LLM Digital Twin
Fine-tuning a model to contain my memories, personality, and preferences. Data gathered from an iPhone, trained using local compute (2 Mac Studios), to run on a 7b model (Mistral) that is capable of running inference on an iPhone.
Apple MLX (LoRA)
100k Q&A examples
Data, training, evals, alignment
2 weeks
2025
Challenge
I wanted an always-up-to-date “digital twin” that could answer questions exactly the way I would—from personal anecdotes to my latest calendar plans—without ever leaving my devices or exposing raw data to the cloud. Existing tools were either heavyweight (server-side LLMs) or too limited (on-device chatbots). The real hurdle: turning gigabytes of iPhone data (Photos, Messages, Mail, Calendar, Location, Web history…) into a lightweight, privacy-preserving model that could run in real time on an iPhone-class chip.
Results
MeModel: A Digital Daniel—a 7-B parameter model that mirrors my personality, knowledge and writing style, running locally on my iPhone with <1 s first-token latency.

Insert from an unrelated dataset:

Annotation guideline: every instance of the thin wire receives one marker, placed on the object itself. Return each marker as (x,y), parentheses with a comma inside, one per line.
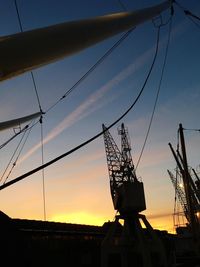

Zero-cloud footprint: all raw data stays encrypted on my personal hardware; only the distilled weights live on the phone.
Seamless updates: new memories appear in answers within hours, not weeks.
Foundation for more: this pipeline can power future user simulations in an AI first computing world.
90%
Accuracy on personal evals
7b
Parameter fully tuned model
Mac Studio
Local compute used for fine-tuning
Process
Data Extraction & Normalisation
Used Apple’s data-export APIs to pull each app’s history, then converted every stream into unified JSON schemas.
Synthetic Q&A Generation
Prompted a base LLM to read those JSON slices and auto-write ~100 k conversational Q&A pairs that reflect my tone, memories and relationships.
Dataset Curation
Applied heuristics for balance (time, topic, sentiment) and stripped sensitive fields; encrypted everything at rest on two local Mac Studios.
Fine-Tuning Pipeline
Split into train/val/test, then fine-tuned a Mistral-7B model in Apple MLX with LoRA adapters and safesensors weight format.
Quantised to 4-bit (SmoothQuant) for on-device inference.
Continuous Refresh
Nightly cron job exports the day’s new JSON, regenerates incremental Q&A, and performs a quick LoRA refresh so the model evolves with me.
Deployment
Packaged the quantised weights and adapters into an iOS inference app; integrated a retrieval layer for very recent memories (<24 h) to avoid constant re-training.